Azure High Performance Computing and AI Platform (HPC/AI) group is the team behind Azure’s cloud offering that powers some of the most demanding and largest scale AI training and inference workloads in the industry. The virtual machine (VM) series that our team owns combine cutting edge GPUs and accelerators, as well as a state-of-the-art scale-out network infrastructure to enable these workloads. We collaborate with many Microsoft teams and our industry partners to design and bring up the underlying platform, and we build the software to expose this platform as an Azure service.
Requirements
- coding in languages including, but not limited to, C, C++, C-Sharp, Java, JavaScript, or Python
- 2+ years of experience in HPC or Machine Learning
- Machine Learning & AI Expertise
- Familiarity with ML concepts, AI infrastructure, and accelerators; experience with HPC/ML middleware and profiling/performance analysis tools.
- Systems & Virtualization
- Strong understanding of operating systems fundamentals, virtualization technologies, and distributed systems.
- Hardware-Software Co-Design
- Experience in co-designing hardware and software for optimized performance.
Responsibilities
- solving technical problems at all levels of the stack
- contributing to our codebases to enable new features
- working on architectural proposals
- deep technical work that primarily focuses on HW/SW interactions, device virtualization, and performance analysis of GPU workloads in VMs
- work with upper layers of the Azure infrastructure
- Evaluate and make recommendations that advance Azure infrastructure for AI and other GPU-based workloads.

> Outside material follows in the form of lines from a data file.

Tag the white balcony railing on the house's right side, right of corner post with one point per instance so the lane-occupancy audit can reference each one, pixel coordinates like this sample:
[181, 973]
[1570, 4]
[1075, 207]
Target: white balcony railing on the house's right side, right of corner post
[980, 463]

- Optimizes, debugs, refactors, and reuses code to improve performance and maintainability, effectiveness, and return on investment (ROI).
Other
- Ability to meet Microsoft, customer and/or government security screening requirements are required for this role.
- Microsoft Cloud Background Check: This position will be required to pass the Microsoft Cloud Background Check upon hire/transfer and every two years thereafter.
- passionate about quality, wants the customer to succeed and get things done.
- Maintains communication with key partners across the Microsoft ecosystem of engineers.
- Acts as a key contact for leadership to ensure alignment with partners' expectations.